Dickson was referring to a historic 9.7 million barrel per day (bpd) oil cut agreed by the Organization of the Petroleum Exporting Countries and many other oil producing nations come into play in May.
But governing everything is the course of the coronavirus, which globally has caused a reported 2.5 million infections and killed over 175,000 people (by comparison, the World Health Organization estimates the flu kills between 290,000 to 650,000 people annually).
Although the rate of infections has slowed dramatically in many countries, health officials are now theorizing that a second wave of the virus this winter could be more severe (or, they concede, prove to be even less severe than the current round).

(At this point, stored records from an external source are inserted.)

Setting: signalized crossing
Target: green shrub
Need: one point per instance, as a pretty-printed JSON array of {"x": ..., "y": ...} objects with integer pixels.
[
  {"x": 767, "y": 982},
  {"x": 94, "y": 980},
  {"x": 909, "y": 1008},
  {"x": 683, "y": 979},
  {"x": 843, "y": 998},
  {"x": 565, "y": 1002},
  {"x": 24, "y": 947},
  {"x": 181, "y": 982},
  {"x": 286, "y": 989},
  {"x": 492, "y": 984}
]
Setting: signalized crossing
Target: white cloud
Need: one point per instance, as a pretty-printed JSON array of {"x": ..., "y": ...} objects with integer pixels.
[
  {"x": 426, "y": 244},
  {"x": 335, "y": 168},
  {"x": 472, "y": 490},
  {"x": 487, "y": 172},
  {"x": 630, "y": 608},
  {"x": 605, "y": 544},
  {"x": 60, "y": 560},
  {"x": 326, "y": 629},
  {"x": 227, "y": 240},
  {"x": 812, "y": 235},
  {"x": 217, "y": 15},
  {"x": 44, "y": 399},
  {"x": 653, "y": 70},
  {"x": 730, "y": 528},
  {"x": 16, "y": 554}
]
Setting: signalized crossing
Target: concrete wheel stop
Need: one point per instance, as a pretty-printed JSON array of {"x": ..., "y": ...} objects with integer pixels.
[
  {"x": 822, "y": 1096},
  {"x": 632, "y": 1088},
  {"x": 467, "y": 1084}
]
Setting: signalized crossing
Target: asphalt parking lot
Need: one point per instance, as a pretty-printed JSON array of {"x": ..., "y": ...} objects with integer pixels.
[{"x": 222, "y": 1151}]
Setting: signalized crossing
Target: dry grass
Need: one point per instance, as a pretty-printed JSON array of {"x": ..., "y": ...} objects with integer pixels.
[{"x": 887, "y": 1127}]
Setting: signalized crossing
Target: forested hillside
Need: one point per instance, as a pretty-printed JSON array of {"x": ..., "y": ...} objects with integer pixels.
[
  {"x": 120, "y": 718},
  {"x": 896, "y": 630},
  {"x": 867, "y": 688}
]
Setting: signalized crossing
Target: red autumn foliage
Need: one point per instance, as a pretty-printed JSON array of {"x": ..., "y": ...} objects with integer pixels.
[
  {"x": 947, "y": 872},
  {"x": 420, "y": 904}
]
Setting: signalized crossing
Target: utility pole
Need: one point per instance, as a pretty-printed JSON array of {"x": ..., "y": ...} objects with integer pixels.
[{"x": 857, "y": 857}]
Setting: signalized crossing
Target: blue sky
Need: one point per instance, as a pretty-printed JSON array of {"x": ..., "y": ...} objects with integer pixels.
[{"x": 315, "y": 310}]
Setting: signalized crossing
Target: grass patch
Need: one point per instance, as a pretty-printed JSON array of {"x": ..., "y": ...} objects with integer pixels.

Key to returning the global economy to some sense of normalcy is vaccine development, and on that score human trials will begin in the U.K. this week (a stage that normally takes years to reach): Oxford University, which began laying the groundwork in mid-January, recently stated that a vaccine could be ready by September, although rolling it out to the general public could take months.
Meanwhile, U.S. senator Rand Paul, who tested positive for and recovered quickly from covid-19 last month, said that with regards to the U.S. slowly relaxing its virus restriction this week, "Opening the economy will require Americans to rise above partisanship, to understand that deaths from infectious disease will continue, but that we cannot indefinitely quarantine."